The earlier the EEC syndrome is detected, the better the further course of the disease is usually. If the patient wishes to have children in the course of their lives, genetic counseling can also be carried out. This may prevent the syndrome from being passed on. The treatment of the EEC syndrome is usually carried out with the help of physiotherapy, so that the mobility of the person concerned is increased.
Some of the malformations can also be corrected. In many cases, those affected can do the exercises themselves at home and thus promote recovery. After an operation, it is important to rest in bed so that the body can recover. Psychological support is also very useful with EEC syndrome so that depression and other mental upsets do not occur. In most cases, the life expectancy of those affected is not reduced by the EEC syndrome.
You can do that yourself
In the case of the EEC syndrome, the patients have no opportunity to achieve a change or healing of the physical abnormalities with their own capacities. The hereditary disease has so far been considered incurable. Medical cooperation is required to correct certain impairments.

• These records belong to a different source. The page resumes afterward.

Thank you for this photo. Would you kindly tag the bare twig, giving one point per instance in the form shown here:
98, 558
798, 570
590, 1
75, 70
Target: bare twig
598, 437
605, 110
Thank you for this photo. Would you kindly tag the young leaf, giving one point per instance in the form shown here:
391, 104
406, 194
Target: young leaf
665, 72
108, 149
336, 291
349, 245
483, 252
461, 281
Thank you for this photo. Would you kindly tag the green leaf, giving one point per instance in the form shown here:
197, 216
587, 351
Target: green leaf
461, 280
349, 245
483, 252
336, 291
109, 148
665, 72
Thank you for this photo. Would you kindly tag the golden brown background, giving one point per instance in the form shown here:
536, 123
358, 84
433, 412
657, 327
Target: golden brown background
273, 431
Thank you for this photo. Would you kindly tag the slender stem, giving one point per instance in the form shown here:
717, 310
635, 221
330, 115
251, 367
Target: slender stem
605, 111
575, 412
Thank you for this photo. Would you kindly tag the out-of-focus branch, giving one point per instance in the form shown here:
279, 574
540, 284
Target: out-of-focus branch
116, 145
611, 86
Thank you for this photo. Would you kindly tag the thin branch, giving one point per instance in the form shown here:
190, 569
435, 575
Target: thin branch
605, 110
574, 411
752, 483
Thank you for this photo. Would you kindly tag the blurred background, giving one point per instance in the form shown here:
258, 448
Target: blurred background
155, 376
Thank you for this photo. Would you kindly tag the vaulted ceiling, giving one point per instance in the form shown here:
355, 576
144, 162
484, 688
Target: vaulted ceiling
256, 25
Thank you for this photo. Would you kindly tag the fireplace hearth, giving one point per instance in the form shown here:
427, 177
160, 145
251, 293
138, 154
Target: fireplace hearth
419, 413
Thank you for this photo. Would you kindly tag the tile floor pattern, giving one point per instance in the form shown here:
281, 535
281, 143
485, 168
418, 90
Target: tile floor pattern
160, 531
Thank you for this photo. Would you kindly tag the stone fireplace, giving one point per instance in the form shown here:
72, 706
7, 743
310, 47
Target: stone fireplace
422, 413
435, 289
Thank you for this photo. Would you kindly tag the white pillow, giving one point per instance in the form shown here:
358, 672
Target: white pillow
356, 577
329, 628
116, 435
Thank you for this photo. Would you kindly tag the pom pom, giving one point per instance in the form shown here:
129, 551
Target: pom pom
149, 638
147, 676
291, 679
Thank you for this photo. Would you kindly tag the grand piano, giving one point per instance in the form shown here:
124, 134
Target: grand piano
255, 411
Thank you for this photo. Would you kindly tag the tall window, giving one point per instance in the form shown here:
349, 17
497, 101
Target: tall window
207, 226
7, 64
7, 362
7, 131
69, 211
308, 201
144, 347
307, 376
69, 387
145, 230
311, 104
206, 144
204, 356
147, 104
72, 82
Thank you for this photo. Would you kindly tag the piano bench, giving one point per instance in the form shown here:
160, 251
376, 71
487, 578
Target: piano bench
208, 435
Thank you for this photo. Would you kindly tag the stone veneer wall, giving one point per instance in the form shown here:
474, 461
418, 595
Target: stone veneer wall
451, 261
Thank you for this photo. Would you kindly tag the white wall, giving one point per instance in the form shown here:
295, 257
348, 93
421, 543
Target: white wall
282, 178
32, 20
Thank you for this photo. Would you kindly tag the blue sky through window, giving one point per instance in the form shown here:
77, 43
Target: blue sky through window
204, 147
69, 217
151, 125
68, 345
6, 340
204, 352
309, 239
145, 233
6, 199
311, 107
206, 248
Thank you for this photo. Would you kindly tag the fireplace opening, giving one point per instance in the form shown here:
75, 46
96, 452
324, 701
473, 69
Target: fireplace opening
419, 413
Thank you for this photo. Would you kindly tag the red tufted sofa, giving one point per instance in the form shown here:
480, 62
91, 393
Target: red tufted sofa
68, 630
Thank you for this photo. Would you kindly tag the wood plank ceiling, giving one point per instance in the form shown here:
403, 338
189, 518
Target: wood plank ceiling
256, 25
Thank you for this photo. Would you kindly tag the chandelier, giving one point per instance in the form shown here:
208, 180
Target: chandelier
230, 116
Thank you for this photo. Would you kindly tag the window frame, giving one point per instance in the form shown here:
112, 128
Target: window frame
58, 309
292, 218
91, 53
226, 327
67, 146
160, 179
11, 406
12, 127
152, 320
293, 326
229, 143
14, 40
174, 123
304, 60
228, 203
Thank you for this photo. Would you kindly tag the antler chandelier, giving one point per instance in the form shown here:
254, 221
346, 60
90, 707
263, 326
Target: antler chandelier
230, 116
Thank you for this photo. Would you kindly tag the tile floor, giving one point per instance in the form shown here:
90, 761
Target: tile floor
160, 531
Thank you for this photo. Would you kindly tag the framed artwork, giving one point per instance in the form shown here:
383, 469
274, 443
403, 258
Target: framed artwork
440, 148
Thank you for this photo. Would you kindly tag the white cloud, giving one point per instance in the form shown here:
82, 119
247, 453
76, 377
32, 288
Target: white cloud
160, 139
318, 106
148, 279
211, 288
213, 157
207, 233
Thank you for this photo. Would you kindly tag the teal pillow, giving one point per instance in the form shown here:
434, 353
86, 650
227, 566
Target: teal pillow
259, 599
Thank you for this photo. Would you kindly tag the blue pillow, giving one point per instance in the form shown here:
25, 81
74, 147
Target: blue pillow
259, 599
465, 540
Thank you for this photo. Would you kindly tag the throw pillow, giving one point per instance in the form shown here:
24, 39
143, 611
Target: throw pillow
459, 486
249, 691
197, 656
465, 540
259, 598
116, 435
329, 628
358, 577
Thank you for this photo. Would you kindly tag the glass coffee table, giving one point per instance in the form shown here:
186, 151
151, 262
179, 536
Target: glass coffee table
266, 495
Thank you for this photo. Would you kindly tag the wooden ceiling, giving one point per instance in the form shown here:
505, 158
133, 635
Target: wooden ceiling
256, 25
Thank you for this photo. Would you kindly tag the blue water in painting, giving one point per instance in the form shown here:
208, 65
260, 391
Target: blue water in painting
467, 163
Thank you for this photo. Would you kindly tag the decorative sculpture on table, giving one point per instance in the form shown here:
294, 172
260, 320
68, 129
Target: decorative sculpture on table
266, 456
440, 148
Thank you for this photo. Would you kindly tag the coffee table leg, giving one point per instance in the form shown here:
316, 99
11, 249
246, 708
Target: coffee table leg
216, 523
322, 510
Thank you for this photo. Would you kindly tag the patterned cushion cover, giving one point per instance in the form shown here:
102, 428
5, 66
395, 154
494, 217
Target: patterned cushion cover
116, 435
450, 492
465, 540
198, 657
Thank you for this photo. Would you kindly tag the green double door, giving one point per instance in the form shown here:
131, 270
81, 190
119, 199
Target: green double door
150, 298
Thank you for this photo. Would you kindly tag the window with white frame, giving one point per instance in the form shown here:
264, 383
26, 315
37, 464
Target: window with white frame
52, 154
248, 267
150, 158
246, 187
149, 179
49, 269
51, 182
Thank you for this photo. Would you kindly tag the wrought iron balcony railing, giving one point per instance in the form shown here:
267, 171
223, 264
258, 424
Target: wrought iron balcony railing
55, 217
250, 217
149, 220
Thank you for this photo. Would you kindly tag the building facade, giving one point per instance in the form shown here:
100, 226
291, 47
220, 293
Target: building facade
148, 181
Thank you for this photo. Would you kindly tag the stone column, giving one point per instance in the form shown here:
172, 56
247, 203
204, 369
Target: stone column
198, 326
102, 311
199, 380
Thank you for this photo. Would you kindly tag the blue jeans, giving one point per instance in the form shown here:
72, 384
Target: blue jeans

In everyday life, the person affected can take various measures to strengthen their emotional state. Participation in self-help groups or digital exchange with other sick people can be found to be very helpful. In contact, mutual support can be given and the challenges of dealing with the disease on a daily basis can be discussed. Relatives should inform the sick child as early as possible about the EEC syndrome, its symptoms and the course of the disease.
Building self-confidence and answering all questions are important to clear up any ambiguity and avoid surprises. Family members who also have EEC syndrome can share their experiences and provide support for the child. Together we can overcome obstacles in everyday life. The awareness should also focus on the strengths of the child. Joint activities in which a sense of achievement can be built up can be used to promote self-confidence and improve the quality of life.
Hello! I am Lisa Newlon, and I am a medical writer and researcher with over 10 years of experience in the healthcare industry. I have a Master’s degree in Medicine, and my deep understanding of medical terminology, practices, and procedures has made me a trusted source of information in the medical world.